I work for for wecity - a mobile app which rewards sustainable mobility - and I’m using the map-matching tool for performing various types of data analysis on the trips performed, recorded and uploaded by the users.
One of the most frequent analysis I perform concerns answering the question “which road segments (of the OSM graph of a city) are crossed more frequently?”
The approach I use is roughly this:
- I receive sets of “raw” GPS points (subject to error, thus in general not laying on any OSM edge), each of them representing a trip performed by a user.
- I use a python script (which sends a map-match request to my locally hosted graphhopper) to convert such trips into sequences of points that are actual nodes of the OSM graph
- The same python script converts the sets of map-matched points to sets of edges (by aggregating subsequent points : each edge is intended as an unordered set of two points), and store them into a postgis database.
- I use spatial queries for grouping the records by edge, and counting how many times every single edge appears (note that given the fact that edges are stored as unordered sets of points, the grouping is not sensitive to the orientation. E.g. edges [1,2] and [2,1] will result as the same edge for concerning grouping and counting).
The analysis runs successfully but I noticed that in some areas of the I had different overlapping edges laying on the same road segment, making the crossings count ambiguous and inaccurate for these minor parts of the graph.
I thought that this was due to response simplification: some of the points resulting from the map-match are indeed discarded as long as 1. their removal does not affect the resulting trip shape too much and 2. they are not junction nodes. This seemed plausible as the map matching processes of two trips which overlap in some parts may choose to remove different sets of points during the simplification due to the differences in the “overall” shape of the two trips.
I managed to disable the simplification. Nonetheless, the results were not quite as expected. After disabling the simplification my map-matched trips database contained approx. 6 000 000 lines (one line for each edge that was crossed in one of the map-matched trips) - that’s reasonable, it resulted in 4 500 000 lines before - but after the grouping it only reduced to 2 600 000 unique edges, while when the simplification was allowed the unique edges resulted to be only 100 000. Things are significantly worse this way.
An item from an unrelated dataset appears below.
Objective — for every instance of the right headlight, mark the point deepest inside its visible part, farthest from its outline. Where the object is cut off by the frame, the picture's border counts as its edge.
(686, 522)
To investigate the issue, I plotted the map-matched nodes from 10 trips that overlap in some parts in order to check if the map- matching process returned the same nodes when suggesting the same path. This is what I obtained (I suggest to use the link, the popups help understanding the map content which is hard to explain with a static image):
As an example, I’ll refer to the small stretch of cycleway highlighted in the images above. Such path is crossed by three trips, of ids 3, 5 and 8. It is a relatively isolated path, so it is sure enough that all the three map-matched trips should point to the very same osm way. Disabling the simplification adds one additional point to every one of these trips, but these additional points do not coincide.
Therefore I’m confused. Having disabled the simplification, shouldn’t I obtain all the nodes that are present on the path in all the three cases? I.e. should’t three trips result in the very same nodes on that part?